She then proceeded to hand me a $35,000 proposal to cater my own relatively small Brooklyn wedding.
I didn't hire her. But her point stuck with me during every subsequent vendor meeting I had. Was I being taken advantage of? The truth is that even if you're not, there are still plenty of unforeseen costs involved with getting married. And because you may not have much firsthand experience in this arena, it can be tough to get a real sense of what you should expect to spend. Ahead, we've identified five of the most annoying hidden costs of planning a wedding. Even if you can't avoid them, at least you can budget more effectively, and steer clear of a few surprises along the way.

The sticker price on the average wedding dress is high to begin with. For most of us, it is perhaps the single most expensive clothing item we ever have or ever will purchase. But if you think that price, whatever it may be, reflects the total amount you'll be spending — think again. You could pay lots more in alterations, even if you're not making any major changes to the original design (like removing or adding straps).
Your bridal specialist will likely remind you that anything you don't like about a given dress can easily be changed. They'll also suggest trying on accessories, like an embellished belt or a veil, during your appointment to help you get a sense of what the whole ensemble would look like. But what they won't mention is how much those tweaks or add-ons cost. Several hundred here, several more there — just remember, it all adds up faster than you might think.

Apparently it's not enough that you're spending $150 a plate ($200? $250? More?), nor that you've dropped thousands to secure a location for your reception. If you look closely at the line items in your contracts, you may be surprised to find a mysterious "administrative fee" of anywhere from 5 to 20% of the total bill from your caterer or venue — which are also the two biggest wedding expenditures. Make sure to read the fine print, and ask about any fees (and what they cover) before you sign on any dotted lines.

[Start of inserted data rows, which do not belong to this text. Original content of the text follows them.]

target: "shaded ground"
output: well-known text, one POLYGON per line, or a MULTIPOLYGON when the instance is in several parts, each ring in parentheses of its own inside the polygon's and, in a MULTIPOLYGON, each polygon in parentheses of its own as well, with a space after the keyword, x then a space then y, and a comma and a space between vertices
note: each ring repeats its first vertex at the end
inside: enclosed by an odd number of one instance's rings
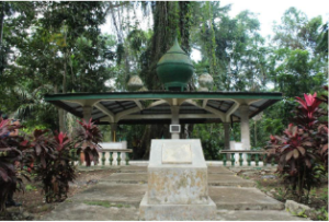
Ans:
MULTIPOLYGON (((115 170, 79 171, 75 183, 70 184, 68 197, 72 197, 98 182, 110 176, 115 170)), ((41 182, 24 182, 25 192, 15 192, 14 200, 22 203, 22 207, 8 208, 7 215, 0 215, 0 220, 37 220, 52 211, 59 202, 46 203, 41 182)))
MULTIPOLYGON (((234 168, 231 168, 234 170, 234 168)), ((275 174, 275 168, 235 168, 238 176, 256 182, 257 188, 282 202, 294 200, 298 202, 297 197, 286 191, 285 184, 280 175, 275 174)), ((328 211, 328 177, 324 177, 321 184, 309 192, 309 198, 302 200, 303 205, 316 209, 317 211, 328 211)), ((324 213, 326 213, 324 211, 324 213)), ((328 215, 328 212, 327 212, 328 215)))

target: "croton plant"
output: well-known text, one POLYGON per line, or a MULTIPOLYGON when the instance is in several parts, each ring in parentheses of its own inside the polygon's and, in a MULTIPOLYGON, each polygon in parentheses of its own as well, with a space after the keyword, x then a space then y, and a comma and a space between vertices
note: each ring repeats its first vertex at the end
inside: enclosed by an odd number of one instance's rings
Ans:
POLYGON ((328 119, 321 120, 328 112, 320 108, 321 103, 328 104, 328 96, 304 94, 296 102, 300 104, 294 112, 296 125, 290 124, 283 136, 270 136, 268 152, 277 156, 277 172, 290 185, 287 191, 297 194, 300 201, 328 172, 328 119))
POLYGON ((23 188, 18 170, 27 179, 29 173, 36 173, 35 178, 43 183, 46 201, 53 202, 67 198, 69 182, 76 178, 76 168, 70 164, 71 152, 83 152, 88 166, 92 161, 98 163, 98 143, 102 135, 92 119, 79 121, 81 127, 72 139, 64 132, 54 136, 50 130, 39 129, 27 139, 9 137, 11 130, 21 126, 0 120, 0 212, 5 210, 8 194, 23 188))

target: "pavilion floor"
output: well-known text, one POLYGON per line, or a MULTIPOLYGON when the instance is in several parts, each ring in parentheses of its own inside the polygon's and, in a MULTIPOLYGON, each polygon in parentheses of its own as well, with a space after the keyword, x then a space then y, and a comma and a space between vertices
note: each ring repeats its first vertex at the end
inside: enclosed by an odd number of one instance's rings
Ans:
MULTIPOLYGON (((41 220, 136 221, 147 189, 146 166, 114 166, 116 172, 58 205, 41 220)), ((284 203, 266 196, 253 182, 224 166, 208 167, 209 197, 217 206, 218 221, 300 221, 284 210, 284 203)), ((306 220, 306 219, 305 219, 306 220)))

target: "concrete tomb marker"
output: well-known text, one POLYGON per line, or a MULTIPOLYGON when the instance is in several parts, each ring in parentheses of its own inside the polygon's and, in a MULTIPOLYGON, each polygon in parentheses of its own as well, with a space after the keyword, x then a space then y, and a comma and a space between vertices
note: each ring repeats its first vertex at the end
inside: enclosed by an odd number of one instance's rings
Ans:
POLYGON ((162 164, 192 164, 192 152, 190 144, 166 144, 162 145, 162 164))
POLYGON ((152 140, 140 220, 212 220, 207 165, 200 140, 152 140))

This one's a real doozy. Some caterers will charge what's known as a cake-cutting fee if you bring in a cake from another vendor to be served at your wedding. That means you are probably paying an exorbitant fee for the cake itself (which can cost as much as $2,000), and then as much as $7 per slice (!) on top of that just to have your caterer cut and serve the dessert at your reception. This is total and utter lunacy, and perhaps the most egregious example of how couples get nickel and dimed by vendors during the wedding-planning process.
Your best bet is to either go with the dessert option already included with your catering package, or to negotiate with your caterer before signing if you feel strongly about bringing in an outside cake. (Better yet, hire a caterer who doesn't charge a cake-cutting fee to begin with.)

Have you ever thought about how many glasses get used at a wedding? The average wedding requires a five-to-one glass-to-guest ratio — at a minimum — from the Champagne toasts to the table settings to the glassware behind the bar.
Depending on the type of venue you choose for your big day, you're likely to have at least some equipment- and furniture-rental costs. That could include tables and chairs, linens, flatware, kitchen prep tools, serving platters, or all of the above. These expenses add up quickly, and it can be hard to understand exactly what the breakdown is. If you're renting these items through your venue or caterer rather than directly through the rental company, the prices may be inflated, and you should ask for a detailed breakdown of these costs.

I'd like to think of myself as a very generous tipper. I used to bartend, and I know how much service-industry workers rely on tips. But when you're spending tens of thousands of dollars on a wedding, the idea of shelling out 15 or 20% tips for vendors (who are already being generously compensated) is a little difficult to stomach. There's also tax to consider. Between the two, you could wind up spending another 25% on top of the baseline cost of your big day — and that's a fairly conservative estimate. (Just to give you a hard number for reference, if you're spending $30,000 on your wedding, you'll need to add an additional $6,000 in taxes and tips.)
Be sure to anticipate taxes and do your research on who (and how much) to tip. That way, you'll avoid any uncomfortable situations on the big day.